Valuations remain sky-high in most sectors. Accordingly, value seems to be confined to a few sectors right now. Financials (banks) are one sector that continues to look undervalued.
Among the Canadian large-cap banks, I think Bank of Nova Scotia (TSX:BNS)(NYSE:BNS) is best-in-class right now.
Fundamentals are everything these days
Why are banks so undervalued right now? I think a lot of this has to do with their solid fundamentals, relative to the amount of provisioning these banks have done for credit losses. When the pandemic hit, banks were forced to account for the forecast loan losses they would ensure. Given the amount of stimulus that’s been pumped into the market, it appears loan losses will not be as bad as initially thought. Additionally, I think Scotiabank has been conservative with its provisioning estimates.
Accordingly, Scotiabank could see tremendous bottom line improvement once these provisions are removed. If we exit this pandemic sooner than later, Scotiabank would be an immediate beneficiary. A rising tide would lift all boats. However, I think Scotiabank has fallen further than its peers, providing more potential upside.
Scotiabank’s 5.1% dividend yield is the best among its peers, in my view. I think this bank is poised to see capital appreciation on the horizon, lowering this yield. Scotiabank hasn’t traditionally traded at this sort of a discount to its peer group.
International growth the place to be
Fellow Fool contributor Joey Frenette likes the international growth exposure Scotiabank provides. Accordingly, in a recent piece he wrote: “Scotiabank has brilliant managers and is an easy (and probably safer) way for Canadians to gain exposure to the “growthier” international banking scene. Scotiabank stock suffered a massive 35% peak-to-trough drop in February and March, bringing shares down over 41% from their 2017 highs.
Today, the stock has since recovered a considerable amount of ground (BNS shares are up over 40% since March), but I still view deep value in the name as the world begins to heal from the pandemic in the latter part of 2021.”
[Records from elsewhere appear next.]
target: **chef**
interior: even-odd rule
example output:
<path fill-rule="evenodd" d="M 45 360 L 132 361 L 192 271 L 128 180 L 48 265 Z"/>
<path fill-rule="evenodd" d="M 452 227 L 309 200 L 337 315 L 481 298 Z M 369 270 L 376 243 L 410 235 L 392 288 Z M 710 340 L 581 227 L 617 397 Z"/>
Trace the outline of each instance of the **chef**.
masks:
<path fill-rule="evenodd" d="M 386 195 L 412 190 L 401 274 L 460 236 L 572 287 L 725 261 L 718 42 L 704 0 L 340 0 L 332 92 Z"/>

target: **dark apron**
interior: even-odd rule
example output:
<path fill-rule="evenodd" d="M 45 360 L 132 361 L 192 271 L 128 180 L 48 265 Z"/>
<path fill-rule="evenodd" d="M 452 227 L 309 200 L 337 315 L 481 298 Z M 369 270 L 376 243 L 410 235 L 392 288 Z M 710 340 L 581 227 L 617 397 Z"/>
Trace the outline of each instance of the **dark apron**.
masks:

I fully agree with this assessment. Canada’s largest banks with significant international exposure will benefit from a global recovery. We’re still in the early stages of this recovery now. Vaccines are being rolled out, slower than expected. However, when we do finally have visibility to the “end” of this pandemic, I think financials will start to take off. Additionally, those with high levels of international exposure like Scotiabank may outperform their peers.
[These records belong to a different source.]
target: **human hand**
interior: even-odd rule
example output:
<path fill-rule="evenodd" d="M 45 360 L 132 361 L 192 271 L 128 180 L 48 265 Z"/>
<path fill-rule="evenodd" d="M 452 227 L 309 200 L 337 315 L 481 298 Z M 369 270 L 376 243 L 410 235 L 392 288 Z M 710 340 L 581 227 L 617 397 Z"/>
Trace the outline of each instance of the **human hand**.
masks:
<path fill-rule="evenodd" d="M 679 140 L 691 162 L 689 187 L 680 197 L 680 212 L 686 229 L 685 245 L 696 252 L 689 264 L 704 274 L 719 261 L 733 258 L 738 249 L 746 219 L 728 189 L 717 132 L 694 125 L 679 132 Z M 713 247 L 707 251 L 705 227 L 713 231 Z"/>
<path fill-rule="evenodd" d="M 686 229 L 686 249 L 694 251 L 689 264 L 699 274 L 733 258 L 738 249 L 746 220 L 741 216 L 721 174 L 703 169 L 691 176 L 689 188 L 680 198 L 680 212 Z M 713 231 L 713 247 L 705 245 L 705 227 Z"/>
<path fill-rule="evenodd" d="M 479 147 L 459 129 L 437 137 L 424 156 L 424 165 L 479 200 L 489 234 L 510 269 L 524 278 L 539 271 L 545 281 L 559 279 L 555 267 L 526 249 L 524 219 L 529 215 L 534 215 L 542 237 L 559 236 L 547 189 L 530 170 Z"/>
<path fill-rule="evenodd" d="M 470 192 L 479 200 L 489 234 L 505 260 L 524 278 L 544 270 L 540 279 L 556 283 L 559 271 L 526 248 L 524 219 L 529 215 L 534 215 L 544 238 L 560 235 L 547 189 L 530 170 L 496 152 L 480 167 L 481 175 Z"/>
Additionally, emerging markets have underperformed developed markets for quite some time. I expect a reversion toward the longer-term mean at some point. Accordingly, tilting one’s portfolio toward diversified global players may be a good move. Scotiabank may underperform the broader market for a while, but I think this stock has the potential to provide market-beating long-term returns for investors.